In Technologies of Wonder, Susan Delagrange argues for hypermedia as “an alternative to the linear, rational, univocal, scholarly article or student essay” because of its surface-spatial orientation and the way that creates “an alternative that makes it easier to recognize and incorporate alternative voices and forms of evidence and to create multiple perspectives, and to do so in a way that promotes inquiry and thoughtful judgment rather than a sequential march of traditional logocentric sources in support of a foregone conclusion” (128).
Such hypermediated texts create experiences – as opposed to simply readable “documents” – when they enable and achieve what Janet Murray has called the “key design goal for any digital artifact”: agency (“Participatory Affordance”). Murray notes that the ability of an interactor “to manipulate, contribute to, and have an effect upon digital content” combined with the transparent workings of the computer’s scripted procedures, when done effectively, results in that pleasurable sense of having power, of being able to make “something happen in a dynamically responsive world” (“Agency”).
If this is the goal – real interaction between users and digital artifacts that can result in the development of something new – an action, a connection, a spark – then we need to think more about Delagrange’s argument for the creation of hypermediated thinking spaces that allow for exploration and possibilities rather than the insistence on what Mark Sample has called “the rigid thesis/defense model that (surprise!) eliminates complexity, ambiguity, and most traces of critical thinking” that characterizes student essays and, in many cases, traditional scholarly written work (“What’s Wrong with Writing Essays”)
[Sidebar: The serendipitous moments that can occur thanks to the digital, networked environment can result in some really fascinating work. If you haven’t ever taken a look at the interactive web documentary Welcome to Pine Point, have a look. And this project was the result of that moment of connection – of finding something online that struck a spark. Those moments of connection and spark are what I want to create opportunities for.]
So, what does all this have to do with eportfolios? I claimed earlier that they marked a starting point for my thinking process, so where is the connection between eports and the creation of interactive digital artifacts that exhibit curated research and information in a way that produces agency? The practice of portfolio keeping and composition, particularly in digital spaces and with digital tools, requires just what Delagrange insists on – an attention to collection, arrangement, and critical thinking (on the part of both the creator and the readers of the portfolio). Such a practice suggests ways we might conceptualize research projects as processes rather than products. As demonstrations of the winding paths, dead ends, and serendipitous connections that characterize research and the development of ideas.
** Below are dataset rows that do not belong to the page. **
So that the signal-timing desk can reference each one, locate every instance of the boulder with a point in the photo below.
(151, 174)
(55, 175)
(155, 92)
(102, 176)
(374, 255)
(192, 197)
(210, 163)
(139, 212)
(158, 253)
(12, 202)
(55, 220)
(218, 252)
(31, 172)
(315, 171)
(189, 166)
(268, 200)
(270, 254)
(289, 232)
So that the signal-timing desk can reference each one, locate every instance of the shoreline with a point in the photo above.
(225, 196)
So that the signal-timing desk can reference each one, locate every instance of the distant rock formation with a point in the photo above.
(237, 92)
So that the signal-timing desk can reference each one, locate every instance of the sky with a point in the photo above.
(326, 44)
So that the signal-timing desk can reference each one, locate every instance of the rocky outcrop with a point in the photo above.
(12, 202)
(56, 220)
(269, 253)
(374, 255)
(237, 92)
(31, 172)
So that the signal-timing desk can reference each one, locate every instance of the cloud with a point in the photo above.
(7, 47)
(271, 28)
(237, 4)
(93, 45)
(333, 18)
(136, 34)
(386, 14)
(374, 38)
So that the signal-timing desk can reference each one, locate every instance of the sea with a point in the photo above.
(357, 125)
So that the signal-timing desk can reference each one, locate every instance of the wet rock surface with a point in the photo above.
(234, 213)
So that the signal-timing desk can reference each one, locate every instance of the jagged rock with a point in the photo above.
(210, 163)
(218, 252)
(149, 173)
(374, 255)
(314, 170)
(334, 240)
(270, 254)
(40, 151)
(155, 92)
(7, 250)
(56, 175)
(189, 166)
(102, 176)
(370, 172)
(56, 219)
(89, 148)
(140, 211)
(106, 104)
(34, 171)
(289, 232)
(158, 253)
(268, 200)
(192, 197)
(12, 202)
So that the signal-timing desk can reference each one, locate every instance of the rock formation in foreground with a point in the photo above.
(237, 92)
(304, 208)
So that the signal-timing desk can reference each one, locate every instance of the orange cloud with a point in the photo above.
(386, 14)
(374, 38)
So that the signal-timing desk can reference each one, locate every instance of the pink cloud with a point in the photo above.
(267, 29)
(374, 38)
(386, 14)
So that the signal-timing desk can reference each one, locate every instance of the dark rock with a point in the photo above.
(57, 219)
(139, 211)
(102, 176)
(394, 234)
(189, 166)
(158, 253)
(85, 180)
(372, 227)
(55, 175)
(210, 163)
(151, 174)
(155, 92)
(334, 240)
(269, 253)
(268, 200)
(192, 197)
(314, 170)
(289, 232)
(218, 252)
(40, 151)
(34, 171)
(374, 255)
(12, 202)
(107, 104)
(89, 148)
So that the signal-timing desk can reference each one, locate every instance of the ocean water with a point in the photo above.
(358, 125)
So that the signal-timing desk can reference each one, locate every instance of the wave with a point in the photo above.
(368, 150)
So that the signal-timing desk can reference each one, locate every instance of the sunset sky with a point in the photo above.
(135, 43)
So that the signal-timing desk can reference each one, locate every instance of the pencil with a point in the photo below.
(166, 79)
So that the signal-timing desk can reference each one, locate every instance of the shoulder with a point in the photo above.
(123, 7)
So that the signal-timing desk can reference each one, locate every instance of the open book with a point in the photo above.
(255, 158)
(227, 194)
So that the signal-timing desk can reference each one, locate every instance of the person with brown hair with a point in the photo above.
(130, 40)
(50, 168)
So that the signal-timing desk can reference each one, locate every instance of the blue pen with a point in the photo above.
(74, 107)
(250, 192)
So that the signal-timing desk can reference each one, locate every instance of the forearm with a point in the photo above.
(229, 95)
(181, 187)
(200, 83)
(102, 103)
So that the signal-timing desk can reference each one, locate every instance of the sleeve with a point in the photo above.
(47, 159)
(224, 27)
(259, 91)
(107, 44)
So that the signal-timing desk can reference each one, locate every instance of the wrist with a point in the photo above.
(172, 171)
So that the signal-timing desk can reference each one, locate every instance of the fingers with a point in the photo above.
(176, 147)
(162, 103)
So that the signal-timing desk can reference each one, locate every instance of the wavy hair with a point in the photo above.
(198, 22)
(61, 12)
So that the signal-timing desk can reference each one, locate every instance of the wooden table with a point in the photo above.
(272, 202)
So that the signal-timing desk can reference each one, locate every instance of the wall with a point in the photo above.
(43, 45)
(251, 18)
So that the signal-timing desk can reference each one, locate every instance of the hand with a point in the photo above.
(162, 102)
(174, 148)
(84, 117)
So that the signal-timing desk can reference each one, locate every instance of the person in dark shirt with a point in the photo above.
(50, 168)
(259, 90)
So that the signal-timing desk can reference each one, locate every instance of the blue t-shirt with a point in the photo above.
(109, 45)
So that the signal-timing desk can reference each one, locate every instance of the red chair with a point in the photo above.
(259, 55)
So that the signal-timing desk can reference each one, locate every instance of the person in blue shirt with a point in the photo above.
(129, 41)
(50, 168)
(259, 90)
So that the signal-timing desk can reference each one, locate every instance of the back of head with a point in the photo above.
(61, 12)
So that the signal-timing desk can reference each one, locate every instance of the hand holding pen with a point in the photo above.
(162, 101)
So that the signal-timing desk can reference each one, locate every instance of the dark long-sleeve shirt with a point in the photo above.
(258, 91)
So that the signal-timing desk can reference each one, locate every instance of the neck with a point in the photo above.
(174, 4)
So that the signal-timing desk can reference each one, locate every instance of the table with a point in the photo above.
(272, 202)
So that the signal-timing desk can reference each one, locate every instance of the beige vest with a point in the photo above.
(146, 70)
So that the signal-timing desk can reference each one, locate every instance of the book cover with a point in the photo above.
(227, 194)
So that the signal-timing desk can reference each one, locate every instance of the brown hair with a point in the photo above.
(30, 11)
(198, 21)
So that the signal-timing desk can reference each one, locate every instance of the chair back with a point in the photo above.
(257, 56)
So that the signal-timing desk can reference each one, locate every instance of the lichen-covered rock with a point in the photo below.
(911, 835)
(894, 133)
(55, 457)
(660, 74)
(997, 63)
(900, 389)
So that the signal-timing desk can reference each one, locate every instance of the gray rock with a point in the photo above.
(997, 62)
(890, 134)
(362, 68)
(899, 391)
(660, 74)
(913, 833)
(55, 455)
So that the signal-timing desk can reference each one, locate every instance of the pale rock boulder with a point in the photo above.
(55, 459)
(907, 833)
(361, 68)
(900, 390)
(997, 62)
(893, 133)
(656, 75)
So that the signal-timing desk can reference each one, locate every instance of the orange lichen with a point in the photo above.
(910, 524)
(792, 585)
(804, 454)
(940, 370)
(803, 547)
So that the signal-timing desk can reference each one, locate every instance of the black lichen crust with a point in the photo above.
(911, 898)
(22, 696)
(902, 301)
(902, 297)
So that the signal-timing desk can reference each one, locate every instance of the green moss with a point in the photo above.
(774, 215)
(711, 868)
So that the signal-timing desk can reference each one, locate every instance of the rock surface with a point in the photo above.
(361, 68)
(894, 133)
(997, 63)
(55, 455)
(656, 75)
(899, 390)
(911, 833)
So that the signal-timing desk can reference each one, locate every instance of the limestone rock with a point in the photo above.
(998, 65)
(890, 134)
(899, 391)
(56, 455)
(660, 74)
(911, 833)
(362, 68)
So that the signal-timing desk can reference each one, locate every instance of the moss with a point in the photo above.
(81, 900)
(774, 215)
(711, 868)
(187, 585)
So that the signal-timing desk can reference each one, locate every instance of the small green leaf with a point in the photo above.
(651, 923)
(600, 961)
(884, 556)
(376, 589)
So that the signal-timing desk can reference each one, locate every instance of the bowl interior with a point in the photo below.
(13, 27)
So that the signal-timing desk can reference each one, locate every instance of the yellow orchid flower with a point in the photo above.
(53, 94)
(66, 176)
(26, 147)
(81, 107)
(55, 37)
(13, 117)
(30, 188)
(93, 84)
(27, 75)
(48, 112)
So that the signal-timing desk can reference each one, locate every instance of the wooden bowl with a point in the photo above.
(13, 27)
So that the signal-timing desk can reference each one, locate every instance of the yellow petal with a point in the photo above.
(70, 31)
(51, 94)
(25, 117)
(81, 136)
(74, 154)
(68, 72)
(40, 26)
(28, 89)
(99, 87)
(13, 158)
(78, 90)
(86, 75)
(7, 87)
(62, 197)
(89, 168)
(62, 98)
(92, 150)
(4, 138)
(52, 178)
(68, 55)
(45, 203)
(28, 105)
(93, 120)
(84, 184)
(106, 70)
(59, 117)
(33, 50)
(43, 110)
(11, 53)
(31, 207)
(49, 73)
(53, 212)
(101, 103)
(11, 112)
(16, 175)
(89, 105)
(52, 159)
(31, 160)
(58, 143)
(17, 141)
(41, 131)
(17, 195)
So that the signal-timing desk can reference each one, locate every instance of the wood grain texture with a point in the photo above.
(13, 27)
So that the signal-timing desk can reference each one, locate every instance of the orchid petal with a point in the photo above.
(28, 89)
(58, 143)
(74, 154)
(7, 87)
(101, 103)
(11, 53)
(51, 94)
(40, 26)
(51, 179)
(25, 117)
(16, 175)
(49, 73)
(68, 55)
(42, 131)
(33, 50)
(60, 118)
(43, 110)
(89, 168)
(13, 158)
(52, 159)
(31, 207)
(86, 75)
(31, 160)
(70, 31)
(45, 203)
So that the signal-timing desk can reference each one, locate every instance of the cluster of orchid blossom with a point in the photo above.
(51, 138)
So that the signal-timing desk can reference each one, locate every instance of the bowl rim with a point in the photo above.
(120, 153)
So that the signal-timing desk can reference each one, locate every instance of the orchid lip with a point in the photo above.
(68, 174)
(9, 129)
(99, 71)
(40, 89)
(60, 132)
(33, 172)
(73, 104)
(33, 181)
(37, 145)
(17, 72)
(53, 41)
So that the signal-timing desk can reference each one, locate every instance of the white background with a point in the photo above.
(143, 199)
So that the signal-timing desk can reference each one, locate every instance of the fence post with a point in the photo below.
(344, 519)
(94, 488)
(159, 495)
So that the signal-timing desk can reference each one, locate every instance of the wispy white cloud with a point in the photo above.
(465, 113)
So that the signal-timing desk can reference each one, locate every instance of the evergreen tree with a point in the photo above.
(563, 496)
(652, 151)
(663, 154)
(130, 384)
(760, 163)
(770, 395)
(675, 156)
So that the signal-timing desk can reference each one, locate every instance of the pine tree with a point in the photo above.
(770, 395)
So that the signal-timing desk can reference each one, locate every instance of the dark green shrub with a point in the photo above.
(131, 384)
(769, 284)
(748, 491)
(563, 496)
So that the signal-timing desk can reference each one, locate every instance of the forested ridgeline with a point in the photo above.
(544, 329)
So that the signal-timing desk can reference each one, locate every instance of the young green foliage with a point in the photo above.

As collaborative visions that might discern further problems and possibilities rather than seeing closure.
The classic mantra for portfolio practice is “collect, select, reflect.” Making sense comes only after a process of gathering, sorting, and arranging a corpus of material that can be widely varied and incoherent. In my experience working with students in an interdisciplinary writing program, I have watched students struggle with the vastness and disparity of their artifacts, but what has been most interesting is the way that they are ultimately discerning connections and patterns through the process of collection and curation. In the next post, I will go into further detail about how my work with students preparing capstone portfolios has influenced my sense of their potential as research models and suggested some ideas for how connections and sparks might be fostered.